Review – Unforgettable

Poster for 2017 thriller Unforgettable, starring Katherine Heigl and Rosario Dawson

Genre: Thriller
Certificate: 15
UK Release Date: 21st April 2017
Runtime: 100 minutes
Director: Denise Di Novi
Writer: Christina Hodson, David Leslie Johnson
Starring: Katherine Heigl, Rosario Dawson, Geoff Stults, Isabella Rice, Cheryl Ladd, Whitney Cummings, Simon Kassianides
Synopsis: A woman looking to endear herself to her partner’s daughter from a previous relationship finds herself being stalked and terrorised by the child’s psychotic mother.



Since she became the poster girl for the romcoms of the noughties, Katherine Heigl has been in something of a career slump. Her work has tailed off and she’s become a bit-part player in ensemble movies rather than a bona fide leading lady. Heigl is looking to reverse her career fortunes with Unforgettable – a pulpy thriller with a 90s feel in which she plays a “psycho Barbie” woman scorned with gaslighting and manipulation in mind. It’s just a shame that she doesn’t seem to realise that the movie surrounding her performance is trash of the highest order – albeit entertaining trash.

David (Geoff Stults) brings home his new fiancée Julia (Rosario Dawson) in order to help her form a relationship with his daughter before they get married. Things are initially rosy for Julia in her new home, but she eventually crosses paths with Tessa (Heigl), who is David’s ex-wife and the mother of his daughter. She is originally icy, but amicable, only to turn incredibly nasty when she feels that Julia is taking her place and resorts to depraved, evil tactics.

There’s plenty to enjoy in Unforgettable, which is a glossy and icy thriller in the ilk of the numerous recent adaptations of airport novels like Gone Girl and The Girl on the Train. Director Denise Di Novi keeps things moving at a solid pace and there’s a watchable, ramshackle style to it all as we leap from set piece to set piece, culminating in a bonkers, melodramatic finale. The lack of a literary source for this one, though, means the film is lacking the taut, twisty narrative that makes these stories so enjoyable and instead plugs the gap with hysteria and overwrought storytelling.

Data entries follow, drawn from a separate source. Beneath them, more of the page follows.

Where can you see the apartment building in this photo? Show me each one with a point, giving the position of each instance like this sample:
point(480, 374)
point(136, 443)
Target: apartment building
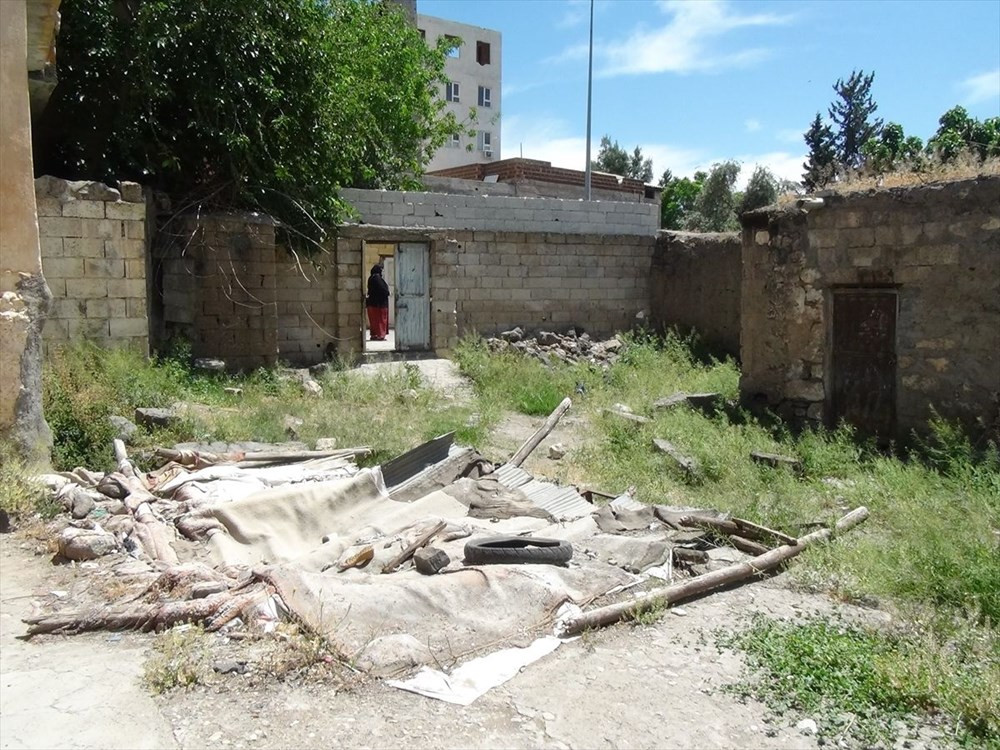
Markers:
point(474, 79)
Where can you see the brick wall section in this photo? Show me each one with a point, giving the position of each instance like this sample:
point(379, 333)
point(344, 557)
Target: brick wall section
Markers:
point(94, 256)
point(219, 287)
point(938, 246)
point(306, 307)
point(695, 284)
point(518, 170)
point(503, 213)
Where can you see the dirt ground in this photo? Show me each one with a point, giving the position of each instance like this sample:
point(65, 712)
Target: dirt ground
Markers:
point(632, 686)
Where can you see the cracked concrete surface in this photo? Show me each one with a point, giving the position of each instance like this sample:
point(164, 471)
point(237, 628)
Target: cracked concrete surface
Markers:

The thing, above all else, that keeps the film’s head above water is that almost everyone involved is in on the joke. Rosario Dawson gives the role everything, but plays it with a nod and a wink that ensures she is always able to keep the film’s trashiness at arm’s length. The same cannot be said for Heigl, who embraces Unforgettable with the seemingly genuine belief that it is the wonderful project that will allow her to ascend from the romcom doldrums back into the Hollywood A-list. There’s none of the unrestrained silliness that made Ryan Guzman such a memorable villain in the similarly bargain basement thriller The Boy Next Door a few years ago.

It’s disappointing to see Heigl no-selling the weirdness of a story that has every shred of information about someone available at the touch of a search engine. Had she vamped it up a little more and gone for silly over serious, the film could almost have worked. Unfortunately, she feels like a square peg in a round hole in amongst a galaxy of knowingly over-the-top performances – not least from Cheryl Ladd as the genuinely terrifying hoity-toity mother of Heigl’s character.

There are huge swathes of time during Unforgettable where nothing seems to be happening and others when there are moments of quite shocking narrative darkness that seem to be at odds with the rather campy feel of the action. Unforgettable works best when it is sure of its tone and turns up the camp. The finale is a fiasco of oddball lighting, screeching sound design and shaky cam action that is every bit as bonkers as the film’s premise promises. If only Heigl had got the fun memo.


Pop or Poop?

Rating: Poop!

Unforgettable comes within a whisker of being an enjoyably trash-tastic thriller with campy performers and a tone that stays on the right side of silly. Unfortunately, with a slightly tepid narrative and a genuinely awful central turn from Katherine Heigl, it never lives up to the heights of other page-turning thrillers. Its destiny is on VOD, where drunker, less discerning audiences may enjoy it as the fiasco that it is.